In this article, I reflect on some top tips that I have learned while managing events over many years.

Managing celebrities

High profile events involving celebrity performances and guest appearances can be challenging if you are not in the business. We worked with former Hollyoaks actor and Strictly star, Danny Mac, as well as reality TV star Joey Essex at promotional events for Northampton College.

We were prepared for screaming fans and long queues for selfies. But large crowds encountering celebrities can quickly become chaotic and need careful management. Always provide a ‘green room’ for your guest with refreshments, access to a bathroom and a mirror. Think about the route your guest will follow around the venue from arrival to departure. Make sure someone is free to accompany your guest and have marshals in place to manage queues. Be wary of time commitments; your contract may only cover two hours or less so check how long they can stay.

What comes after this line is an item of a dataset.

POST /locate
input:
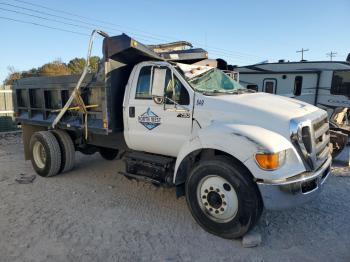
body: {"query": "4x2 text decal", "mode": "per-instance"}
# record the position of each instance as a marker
(149, 119)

How robust is your risk assessment?

Much of the time preparing for an event should focus on the risks. Thinking about what could go wrong is best done as a team. Give yourself time to brainstorm ideas. Even if you think the risk is low, include it in your plan. It is far better to construct responses in the relative calm before the event than to be forced to manage them live. Be prepared to spend time on risk assessment; it can be more of an art than a science. The Health & Safety Executive provides plenty of tips on where to start.

See and hear clearly

For events using audio visual equipment, you will need to work closely with your technical team. Make sure you match the equipment to the venue; are the projection screens big enough to be seen by the entire audience? If you are using rear projection, make sure nobody walks behind the screens during the event or their silhouette will be magnified for all to see. Is the sound amplification sufficient? If your keynote speakers aren’t familiar with using mics, allow them time for a run-through and help with a little advice on technique. If you are using slides, provide a copy for the technicians with any stage directions and notes.

Fed and watered

Everyone enjoys the hospitality at outside events and it is often a highlight of any event. If you are serving alcohol, make sure there is a personal licence holder present and that you have a checking process in place to prevent children under 18 from being served alcoholic drinks. Monitor your numbers and let your caterer know one week before the event how many people you expect so that they can keep on top of costs. Think about the timing of when food is served. Will your guests have enough time to enjoy it? Should you open the buffet before or after any formal proceedings?

Unrehearsed events

Many events involving customers or the public simply cannot be rehearsed. Despite the best laid plans, it is rare for everything to unfold with military precision. Always factor in the human element, and the fact that those involved in your event have not lived and breathed it 24/7 for months before in the way that you have. Try and take small glitches in your stride and handle them with good grace and humour. Even the most formal events benefit from a little informality. Think of the warm applause for Theresa May when the Chancellor, Philip Hammond handed her a cough sweet in her moment of need!